2. Keep an open mind.  Even though Addy received a diagnosis almost 5 years ago,  I have continued to research, learn and listen to anything and everything that might help her.  I do not live in passive complacency that the list of signs, symptoms, and usual treatment options are all that there is.  There is always more!   One of the most limiting things we do to ourselves is live in the assumption that what we know currently is all there is to know--that what doctors know is all there is to know.  Those are intellectual fallacies. But this too, is a balancing act.   Sometimes my cast falls short--I begin to tell myself that I know enough or I must have read everything-and I need to recast, pushing myself to expand, learn and grow.  And then there are other moments where I crash overboard, falling yet again into the water--I read and question obsessively, fixated on making my child "normal."  But most days, I am able to continue exploring all kinds of avenues of healing, reading regularly and maintaining an open mind when I meet people with healing experiences foreign to anything I have ever heard of.  And I listen.  I observe. I ask questions. As a result, we have found some wonderful healing options for Addy that are not the "norm."

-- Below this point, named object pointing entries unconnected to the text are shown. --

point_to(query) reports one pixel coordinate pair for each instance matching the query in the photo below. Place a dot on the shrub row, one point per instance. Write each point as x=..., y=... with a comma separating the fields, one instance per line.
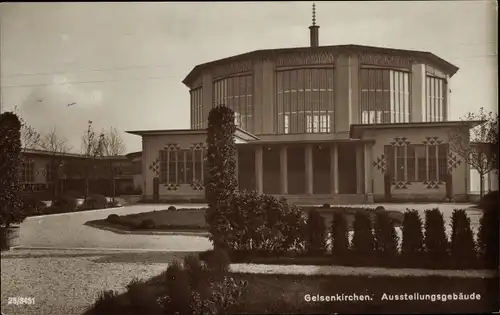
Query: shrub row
x=184, y=289
x=277, y=230
x=258, y=223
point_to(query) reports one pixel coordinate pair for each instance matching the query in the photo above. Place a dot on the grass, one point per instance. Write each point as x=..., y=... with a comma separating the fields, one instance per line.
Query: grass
x=194, y=219
x=273, y=294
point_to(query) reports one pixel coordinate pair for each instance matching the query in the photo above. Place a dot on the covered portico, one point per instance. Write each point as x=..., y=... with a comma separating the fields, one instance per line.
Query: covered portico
x=323, y=169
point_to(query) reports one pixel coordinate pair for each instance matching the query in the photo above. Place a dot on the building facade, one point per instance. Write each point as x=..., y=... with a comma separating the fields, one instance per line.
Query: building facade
x=108, y=175
x=319, y=124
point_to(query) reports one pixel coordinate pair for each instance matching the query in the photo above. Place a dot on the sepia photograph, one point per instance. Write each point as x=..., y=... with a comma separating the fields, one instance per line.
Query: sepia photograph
x=215, y=158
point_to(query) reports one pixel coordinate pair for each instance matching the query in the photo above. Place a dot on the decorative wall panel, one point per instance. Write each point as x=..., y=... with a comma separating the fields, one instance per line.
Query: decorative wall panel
x=453, y=161
x=377, y=59
x=155, y=166
x=380, y=164
x=304, y=59
x=232, y=68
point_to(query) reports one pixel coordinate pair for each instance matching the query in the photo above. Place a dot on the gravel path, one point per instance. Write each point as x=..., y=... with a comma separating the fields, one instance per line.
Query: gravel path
x=68, y=231
x=68, y=281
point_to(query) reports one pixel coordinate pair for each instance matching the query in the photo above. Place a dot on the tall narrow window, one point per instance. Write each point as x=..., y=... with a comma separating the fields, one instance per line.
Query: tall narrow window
x=197, y=119
x=28, y=171
x=304, y=100
x=384, y=96
x=417, y=162
x=435, y=107
x=236, y=93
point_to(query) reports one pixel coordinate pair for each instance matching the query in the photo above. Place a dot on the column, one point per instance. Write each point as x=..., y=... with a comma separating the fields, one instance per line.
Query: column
x=417, y=92
x=447, y=99
x=343, y=101
x=334, y=169
x=368, y=168
x=259, y=183
x=237, y=166
x=359, y=169
x=207, y=97
x=268, y=97
x=309, y=169
x=283, y=170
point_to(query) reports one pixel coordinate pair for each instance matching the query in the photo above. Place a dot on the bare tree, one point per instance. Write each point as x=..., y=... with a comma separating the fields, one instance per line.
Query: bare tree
x=92, y=147
x=30, y=138
x=478, y=147
x=57, y=146
x=112, y=146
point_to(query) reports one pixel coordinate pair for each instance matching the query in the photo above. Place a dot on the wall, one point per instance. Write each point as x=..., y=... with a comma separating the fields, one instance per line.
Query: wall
x=405, y=190
x=151, y=168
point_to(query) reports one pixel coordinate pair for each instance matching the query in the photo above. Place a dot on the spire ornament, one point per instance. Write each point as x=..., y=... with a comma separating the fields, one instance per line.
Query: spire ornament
x=314, y=14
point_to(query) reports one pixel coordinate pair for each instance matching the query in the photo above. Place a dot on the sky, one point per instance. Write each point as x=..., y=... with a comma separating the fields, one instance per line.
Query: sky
x=122, y=63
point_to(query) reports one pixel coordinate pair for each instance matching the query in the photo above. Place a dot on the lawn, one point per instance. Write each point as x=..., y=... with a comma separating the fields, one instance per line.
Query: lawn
x=299, y=294
x=194, y=219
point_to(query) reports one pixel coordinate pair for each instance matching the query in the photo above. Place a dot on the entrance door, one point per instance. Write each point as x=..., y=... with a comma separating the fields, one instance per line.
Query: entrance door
x=347, y=168
x=156, y=188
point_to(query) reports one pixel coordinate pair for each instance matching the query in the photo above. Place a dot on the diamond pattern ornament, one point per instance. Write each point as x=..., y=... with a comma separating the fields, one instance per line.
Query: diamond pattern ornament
x=432, y=141
x=400, y=142
x=453, y=162
x=172, y=147
x=401, y=184
x=432, y=184
x=172, y=186
x=196, y=185
x=155, y=166
x=198, y=146
x=380, y=163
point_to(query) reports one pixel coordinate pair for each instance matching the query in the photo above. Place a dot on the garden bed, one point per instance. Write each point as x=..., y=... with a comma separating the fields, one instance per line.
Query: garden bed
x=298, y=294
x=194, y=219
x=350, y=260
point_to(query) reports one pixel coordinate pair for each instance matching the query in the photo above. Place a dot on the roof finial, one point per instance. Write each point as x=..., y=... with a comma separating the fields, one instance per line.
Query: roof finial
x=314, y=14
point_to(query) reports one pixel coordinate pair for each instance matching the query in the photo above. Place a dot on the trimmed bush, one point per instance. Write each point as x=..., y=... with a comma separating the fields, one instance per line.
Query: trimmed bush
x=413, y=239
x=386, y=239
x=197, y=273
x=146, y=224
x=489, y=201
x=221, y=184
x=363, y=243
x=463, y=247
x=340, y=236
x=488, y=238
x=435, y=240
x=316, y=236
x=95, y=201
x=218, y=262
x=178, y=290
x=11, y=204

     So my lawn chair remains on the shore as I learn to balance while standing in my rowboat.  There are days when I long be sitting in it, secure and safe, on solid ground.  But I also know that sitting in the chair would stunt my spiritual and emotional growth. Fishing from my lawn chair in that one spot, while comfortable and relaxed,  limits my ability catch fish to only the small area that can be reached from the chair. Moving around in my rowboat is harder, but it gives my options to fish the entire pond.